De l'autre côté, le gouvernement de Tobruk, dirigé par le général Khalifa Aftar, établi dans toute la Cyrénaïque, entendant étendre son pouvoir sur toute la Libye. Ce gouvernement s'appuie sur la France et l'Allemagne, dont les intérêts en Libye en sont pas négligeables (cf. TOTAL par exemple) ... Ce dirigeant a déclaré l'ambassadeur italien "persona non grata".

Or, depuis quelques jours, des milices venues du sud de la Tripolitaine, alliées au général Khalifa Aftar, ont attaqué Tripoli, pour tenter de chasser de la ville les forces et le gouvernement de Fayez al Saraj, le tout avant une conférence internationale "de conciliation" qui devait être organisée en novembre par les Européens, les Américains et les Russes, en vue d'élections démocratiques... Il s'agissait probablement pour le général Khalifa Aftar de créer un "fait accompli" avant cette conférence. Mais ses alliés des milices de l'ouest sont clairement des islamistes qui n'entendent pas laisser aux Occidentaux la moindre place en Libye, et encore moins l'établissement de camps d’accueil pour les migrants reconduits à terre dans ce pays... D'ailleurs ils ont bombardé un camp de migrants au mortier... avant de devoir faire retraite.

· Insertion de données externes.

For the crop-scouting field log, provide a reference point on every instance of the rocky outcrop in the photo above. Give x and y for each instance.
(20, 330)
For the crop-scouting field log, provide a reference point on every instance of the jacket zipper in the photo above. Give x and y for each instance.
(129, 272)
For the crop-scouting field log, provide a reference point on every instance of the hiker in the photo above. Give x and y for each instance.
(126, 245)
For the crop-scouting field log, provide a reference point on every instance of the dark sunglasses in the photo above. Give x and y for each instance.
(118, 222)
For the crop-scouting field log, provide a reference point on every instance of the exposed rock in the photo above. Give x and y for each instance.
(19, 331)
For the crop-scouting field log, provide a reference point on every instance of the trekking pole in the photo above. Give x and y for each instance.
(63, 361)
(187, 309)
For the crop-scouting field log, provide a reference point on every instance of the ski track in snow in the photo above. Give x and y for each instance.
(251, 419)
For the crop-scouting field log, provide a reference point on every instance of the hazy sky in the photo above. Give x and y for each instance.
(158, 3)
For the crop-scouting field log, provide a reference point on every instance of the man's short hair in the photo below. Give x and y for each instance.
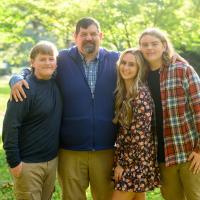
(85, 23)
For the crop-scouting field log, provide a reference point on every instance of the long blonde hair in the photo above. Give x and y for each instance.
(162, 36)
(120, 92)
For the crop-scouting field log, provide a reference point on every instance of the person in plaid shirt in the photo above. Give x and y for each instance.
(175, 89)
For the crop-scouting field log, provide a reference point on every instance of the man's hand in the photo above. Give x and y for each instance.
(177, 58)
(195, 162)
(118, 173)
(17, 92)
(16, 171)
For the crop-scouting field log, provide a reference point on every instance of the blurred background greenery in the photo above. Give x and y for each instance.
(24, 22)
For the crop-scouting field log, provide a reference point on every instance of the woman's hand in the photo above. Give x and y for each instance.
(195, 162)
(17, 92)
(118, 173)
(16, 171)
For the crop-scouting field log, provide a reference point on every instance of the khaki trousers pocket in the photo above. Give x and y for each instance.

En effet, le renfort des forces venues de Misurata et fidèles à Fayez al Saraj a repoussé les milices hors de Tripoli. Après quelques combats de rue, ces milices alliées du général Khalifa Aftar se sont retirées au sud de l'agglomération et un fragile cessez-le feu règne actuellement.

Derrière cette situation précaire se joue une manœuvre politique de Macron visant à décrédibiliser le gouvernement italien. Ce dernier a réagi et vient d'envoyer à la demande de Fayez al Saraj une force navale dans le port de Tripoli et à proximité, pour protéger ses ressortissants et ses intérêts (plateformes et terminal pétrolier de l'ENI). Cette flotte de six navires est autorisée à intervenir dans les eaux territoriales libyennes contre toute agression. De l'issue de ce conflit dépend probablement la crédibilité du projet d'établissement de camps d'accueil européens en Libye, organisés par l'Italie avec Fayez al Saraj.

Une fois encore, on ne peut que constater que le gouvernement d’Emmanuel Macron privilégie l’idéologie immigrationniste au détriment non seulement de la paix en Libye mais des intérêts vitaux de la France.